Kommunikationstechnik
Keine Einigung über Polizei-Funk-System

Das Digitalfunknetz für Polizei und Rettungsdienste soll zentral geplant, aufgebaut und betrieben werden. Interesse an dem Milliarden-Auftrag haben die Deutsche Telekom, Vodafone und Siemens. Die Entscheidung über Favorit für Lkw-Maut fällt Montag.

dri/ink BERLIN. Die Innenminister von Bund und Ländern haben sich gestern darauf geeinigt, dass das neue bundeseinheitliche Digitalfunknetz für Polizei, Feuerwehr und Rettungsdienste von einem Unternehmen zentral geplant, aufgebaut und betrieben werden soll.

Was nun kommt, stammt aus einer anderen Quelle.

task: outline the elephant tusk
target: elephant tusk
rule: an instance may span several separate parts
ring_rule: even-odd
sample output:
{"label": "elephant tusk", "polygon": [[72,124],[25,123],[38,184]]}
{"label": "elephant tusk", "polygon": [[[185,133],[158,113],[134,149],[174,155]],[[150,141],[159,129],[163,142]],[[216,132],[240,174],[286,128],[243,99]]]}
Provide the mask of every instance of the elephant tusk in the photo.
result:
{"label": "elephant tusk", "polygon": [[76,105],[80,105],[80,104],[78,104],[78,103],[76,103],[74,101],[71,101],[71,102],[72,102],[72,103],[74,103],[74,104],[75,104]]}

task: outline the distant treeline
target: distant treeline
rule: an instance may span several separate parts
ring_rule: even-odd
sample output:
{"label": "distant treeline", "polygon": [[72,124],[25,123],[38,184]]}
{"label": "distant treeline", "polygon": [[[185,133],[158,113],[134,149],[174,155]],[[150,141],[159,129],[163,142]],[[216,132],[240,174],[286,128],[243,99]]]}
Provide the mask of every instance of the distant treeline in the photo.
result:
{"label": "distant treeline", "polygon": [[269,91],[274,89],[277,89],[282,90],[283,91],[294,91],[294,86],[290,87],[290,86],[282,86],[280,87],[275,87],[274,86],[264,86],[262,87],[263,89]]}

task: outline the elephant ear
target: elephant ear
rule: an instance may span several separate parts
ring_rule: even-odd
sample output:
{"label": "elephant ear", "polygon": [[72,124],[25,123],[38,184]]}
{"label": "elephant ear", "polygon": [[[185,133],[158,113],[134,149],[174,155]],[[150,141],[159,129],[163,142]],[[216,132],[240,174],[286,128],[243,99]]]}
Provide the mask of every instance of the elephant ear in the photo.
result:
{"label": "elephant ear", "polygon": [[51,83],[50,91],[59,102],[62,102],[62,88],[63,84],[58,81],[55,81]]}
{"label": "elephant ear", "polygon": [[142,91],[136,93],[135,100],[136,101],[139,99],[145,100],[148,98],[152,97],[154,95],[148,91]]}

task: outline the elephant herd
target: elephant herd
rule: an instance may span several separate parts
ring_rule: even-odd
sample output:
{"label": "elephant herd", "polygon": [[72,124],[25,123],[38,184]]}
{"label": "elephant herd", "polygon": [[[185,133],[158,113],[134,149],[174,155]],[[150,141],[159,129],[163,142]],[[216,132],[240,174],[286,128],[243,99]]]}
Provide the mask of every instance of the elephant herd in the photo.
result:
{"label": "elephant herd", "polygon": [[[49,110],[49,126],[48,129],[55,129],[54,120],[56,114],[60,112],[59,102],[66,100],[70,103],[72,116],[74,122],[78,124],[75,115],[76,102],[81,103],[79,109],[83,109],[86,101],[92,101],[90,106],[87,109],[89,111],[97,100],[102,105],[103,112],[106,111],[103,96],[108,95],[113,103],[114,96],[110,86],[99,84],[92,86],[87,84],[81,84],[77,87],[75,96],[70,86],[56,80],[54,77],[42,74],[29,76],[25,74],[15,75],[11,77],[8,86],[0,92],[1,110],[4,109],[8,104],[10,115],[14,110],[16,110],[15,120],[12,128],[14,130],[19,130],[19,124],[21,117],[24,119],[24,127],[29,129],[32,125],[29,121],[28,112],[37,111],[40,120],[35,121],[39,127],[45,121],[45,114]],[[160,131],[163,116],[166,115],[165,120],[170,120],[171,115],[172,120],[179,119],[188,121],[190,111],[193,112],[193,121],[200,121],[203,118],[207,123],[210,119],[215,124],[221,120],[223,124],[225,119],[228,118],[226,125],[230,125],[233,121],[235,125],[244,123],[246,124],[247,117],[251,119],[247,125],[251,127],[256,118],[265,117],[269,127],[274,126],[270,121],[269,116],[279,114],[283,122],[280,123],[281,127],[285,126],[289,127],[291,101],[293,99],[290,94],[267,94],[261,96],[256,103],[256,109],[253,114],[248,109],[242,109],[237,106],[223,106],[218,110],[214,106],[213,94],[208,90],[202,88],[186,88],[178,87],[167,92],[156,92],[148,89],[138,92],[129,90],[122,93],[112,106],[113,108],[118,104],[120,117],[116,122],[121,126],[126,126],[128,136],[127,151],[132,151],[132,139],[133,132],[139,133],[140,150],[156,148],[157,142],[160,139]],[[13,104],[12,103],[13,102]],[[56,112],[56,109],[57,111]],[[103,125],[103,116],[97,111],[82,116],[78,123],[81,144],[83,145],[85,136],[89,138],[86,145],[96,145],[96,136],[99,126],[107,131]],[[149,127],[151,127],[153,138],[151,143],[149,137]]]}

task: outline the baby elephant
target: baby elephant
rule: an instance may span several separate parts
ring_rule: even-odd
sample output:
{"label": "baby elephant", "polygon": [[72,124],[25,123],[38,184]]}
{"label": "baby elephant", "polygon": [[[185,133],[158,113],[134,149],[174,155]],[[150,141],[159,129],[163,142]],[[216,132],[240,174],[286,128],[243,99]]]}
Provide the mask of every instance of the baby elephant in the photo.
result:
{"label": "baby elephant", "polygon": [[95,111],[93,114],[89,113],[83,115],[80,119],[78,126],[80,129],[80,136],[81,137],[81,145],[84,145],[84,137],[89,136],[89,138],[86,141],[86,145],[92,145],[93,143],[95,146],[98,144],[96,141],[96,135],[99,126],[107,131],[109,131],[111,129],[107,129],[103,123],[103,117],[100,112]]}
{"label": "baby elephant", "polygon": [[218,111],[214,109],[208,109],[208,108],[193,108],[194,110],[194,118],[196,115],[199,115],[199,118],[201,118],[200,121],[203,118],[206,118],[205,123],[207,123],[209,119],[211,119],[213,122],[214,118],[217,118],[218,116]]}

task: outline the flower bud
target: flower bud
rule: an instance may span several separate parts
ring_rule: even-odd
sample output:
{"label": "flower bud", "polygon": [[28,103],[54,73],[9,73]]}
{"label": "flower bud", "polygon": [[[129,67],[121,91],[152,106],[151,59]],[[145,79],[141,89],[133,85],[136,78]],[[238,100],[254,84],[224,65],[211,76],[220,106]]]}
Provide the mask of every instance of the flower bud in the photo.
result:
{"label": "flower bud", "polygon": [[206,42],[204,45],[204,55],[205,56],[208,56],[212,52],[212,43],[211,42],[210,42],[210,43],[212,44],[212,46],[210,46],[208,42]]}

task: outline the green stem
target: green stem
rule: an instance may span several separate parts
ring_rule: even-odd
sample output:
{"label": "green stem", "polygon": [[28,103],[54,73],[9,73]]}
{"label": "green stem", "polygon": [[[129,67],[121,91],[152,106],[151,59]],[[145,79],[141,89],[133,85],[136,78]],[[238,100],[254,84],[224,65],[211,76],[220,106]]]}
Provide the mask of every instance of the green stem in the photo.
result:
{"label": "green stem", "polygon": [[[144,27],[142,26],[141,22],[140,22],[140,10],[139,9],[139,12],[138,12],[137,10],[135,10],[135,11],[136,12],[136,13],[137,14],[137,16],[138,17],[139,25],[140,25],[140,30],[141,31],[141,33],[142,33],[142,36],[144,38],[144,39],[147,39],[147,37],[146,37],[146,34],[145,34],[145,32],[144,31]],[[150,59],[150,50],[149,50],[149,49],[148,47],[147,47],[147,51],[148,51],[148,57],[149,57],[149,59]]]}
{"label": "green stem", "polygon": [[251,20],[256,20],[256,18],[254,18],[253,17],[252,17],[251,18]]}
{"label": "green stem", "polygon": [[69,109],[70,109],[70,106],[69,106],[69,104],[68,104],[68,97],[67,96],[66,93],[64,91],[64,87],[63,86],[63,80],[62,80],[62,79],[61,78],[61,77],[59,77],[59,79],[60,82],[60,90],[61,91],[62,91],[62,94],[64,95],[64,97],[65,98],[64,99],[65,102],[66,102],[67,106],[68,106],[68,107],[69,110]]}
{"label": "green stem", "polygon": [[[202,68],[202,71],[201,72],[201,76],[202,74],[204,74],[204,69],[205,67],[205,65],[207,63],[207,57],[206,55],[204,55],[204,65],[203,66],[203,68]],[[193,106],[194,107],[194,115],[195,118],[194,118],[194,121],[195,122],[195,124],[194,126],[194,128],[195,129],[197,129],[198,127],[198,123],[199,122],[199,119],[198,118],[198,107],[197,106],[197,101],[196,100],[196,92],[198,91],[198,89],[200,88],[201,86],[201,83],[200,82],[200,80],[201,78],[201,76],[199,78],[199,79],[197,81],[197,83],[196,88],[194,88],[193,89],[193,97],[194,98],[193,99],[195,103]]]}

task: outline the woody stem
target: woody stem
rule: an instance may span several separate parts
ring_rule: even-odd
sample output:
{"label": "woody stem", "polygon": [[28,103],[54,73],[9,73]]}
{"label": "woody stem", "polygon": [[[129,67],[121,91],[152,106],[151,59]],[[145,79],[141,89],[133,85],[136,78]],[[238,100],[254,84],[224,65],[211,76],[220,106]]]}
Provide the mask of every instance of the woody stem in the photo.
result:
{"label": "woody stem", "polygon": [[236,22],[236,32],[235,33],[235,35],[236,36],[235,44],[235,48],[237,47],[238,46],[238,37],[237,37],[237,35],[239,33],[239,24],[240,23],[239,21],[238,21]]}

Interesse an dem Milliarden-Projekt haben nach Brancheninformationen die Deutsche Telekom, Vodafone und Siemens.

Wie bei den laufenden Ausschreibungen für das Lkw-Maut-System und das Bundeswehr-Kommunikationssystem Herkules handelt es sich auch bei dem so genannten BOS-Funk - BOS steht für Behörden und Organisationen mit Sicherheitsaufgaben - um einen Milliarden-Auftrag. In der Industrie werden Netz-Aufbaukosten von 4 bis 5 Mrd. Euro genannt. Die Minister gehen von bis zu doppelt so hohen Kosten aus, da zeitweise das neue und alte System parallel betrieben werden müssen.

Die Innenminister der Länder forderten vom Bund "ein beträchtlich verstärktes finanzielles Engagement, welches der Größenordnung des Projektes, seiner Nutzung durch Bundesbehörden und der wirtschaftlichen Bedeutung für den Bund gerecht wird", heißt es in der Abschlusserklärung der Innenministerkonferenz.

Die Hersteller von BOS-Funksystemen hatten gehofft, dass sich die Minister bereits auf eine verbindliche Aufteilung der Kosten einigen würden, damit das neue Sprech- und Datenfunksystem bis zur Fußball-Weltmeisterschaft 2006 in Betrieb gehen kann. Das setzt nach Angaben der Unternehmen eine Ausschreibung bis Ende des Jahres voraus.

Die Innenministerkonferenz fasste ebenfalls noch keinen Beschluss, welches technische System zum Einsatz kommen soll. Bei den Herstellern konkurrieren die Unterstützer des europäischen Standards Tetra 25 gegen den Standard Tetrapol des französischen Herstellers Matra. Eine Entscheidung ist jetzt für die Innenministerkonferenz am 5. Dezember vorgesehen.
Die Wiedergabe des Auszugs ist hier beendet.